Década de 1950, no vilarejo de Vargem Alta, então distrito de Cachoeiro do Itapemirim, ES, Felippe David, meu avô, árabe da gema, era o sócio majoritário da firma Irmãos David Comércio Ltda. Os outros dois sócios eram os seus filhos Emílio e Fued. O primeiro, típico árabe de sangue quente, a despeito do bom coração, era extremamente temperamental. Por isso, estrategicamente, era quem fazia as cobranças dos clientes. Já o Fued era manso como um cordeiro, gentil, educadíssimo e de fala pausada. Por isso era o responsável pelas vendas do comércio.

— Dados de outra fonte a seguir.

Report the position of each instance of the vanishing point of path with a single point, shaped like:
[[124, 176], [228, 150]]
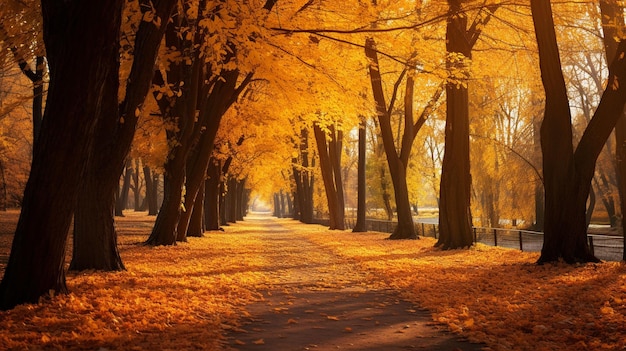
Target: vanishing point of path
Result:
[[319, 301]]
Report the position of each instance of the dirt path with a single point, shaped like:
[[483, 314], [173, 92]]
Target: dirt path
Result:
[[318, 301]]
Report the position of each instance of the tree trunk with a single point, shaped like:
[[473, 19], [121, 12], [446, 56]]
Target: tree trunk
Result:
[[187, 77], [331, 178], [568, 173], [95, 245], [304, 180], [612, 15], [397, 163], [3, 190], [455, 219], [151, 191], [136, 186], [82, 44], [122, 199], [361, 225], [212, 196], [196, 223]]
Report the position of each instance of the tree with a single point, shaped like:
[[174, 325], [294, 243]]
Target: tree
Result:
[[82, 47], [398, 162], [330, 164], [361, 225], [95, 239], [568, 172], [612, 18], [455, 219]]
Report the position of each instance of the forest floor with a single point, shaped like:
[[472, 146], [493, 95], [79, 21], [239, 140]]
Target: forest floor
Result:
[[276, 284]]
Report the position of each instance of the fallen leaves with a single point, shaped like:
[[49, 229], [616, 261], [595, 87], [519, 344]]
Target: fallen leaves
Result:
[[494, 295], [170, 298], [191, 295]]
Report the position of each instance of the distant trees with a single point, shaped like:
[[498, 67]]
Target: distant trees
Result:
[[567, 171]]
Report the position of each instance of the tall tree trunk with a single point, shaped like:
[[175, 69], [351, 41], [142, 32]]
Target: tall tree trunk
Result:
[[196, 222], [95, 239], [152, 183], [455, 218], [3, 188], [122, 199], [82, 44], [212, 196], [136, 186], [361, 225], [304, 180], [397, 164], [539, 196], [187, 77], [568, 173], [612, 15], [331, 178]]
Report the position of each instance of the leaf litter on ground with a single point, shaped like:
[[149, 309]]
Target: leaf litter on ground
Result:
[[190, 295]]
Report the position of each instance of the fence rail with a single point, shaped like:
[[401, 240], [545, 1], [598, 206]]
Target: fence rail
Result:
[[604, 247]]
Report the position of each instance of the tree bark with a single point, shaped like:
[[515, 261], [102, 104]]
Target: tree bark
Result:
[[304, 180], [331, 176], [612, 17], [397, 163], [196, 223], [361, 225], [122, 199], [151, 191], [568, 173], [82, 44], [455, 218], [212, 196], [186, 76]]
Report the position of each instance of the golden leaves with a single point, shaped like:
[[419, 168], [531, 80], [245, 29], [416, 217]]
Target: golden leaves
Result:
[[498, 296]]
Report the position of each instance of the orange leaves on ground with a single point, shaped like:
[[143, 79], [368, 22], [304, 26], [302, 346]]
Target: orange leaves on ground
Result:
[[497, 296], [181, 297]]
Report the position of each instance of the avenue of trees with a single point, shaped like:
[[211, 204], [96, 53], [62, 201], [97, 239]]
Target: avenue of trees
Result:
[[490, 111]]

Passados vinte anos, com o crescimento da empresa, houve a necessidade de mudança da matriz para Cachoeiro, continuando a filial em Vargem Alta, sob a gerência de Fued.
Um belo dia Felippe pediu que enviasse o velho cofre para a matriz. Esse cofre era enorme, muito antigo, de ferro fundido e devia pesar quase meia tonelada. Por essa razão, o caminhão Ford da Cia seguiu junto com quatro empregados para Vargem Alta.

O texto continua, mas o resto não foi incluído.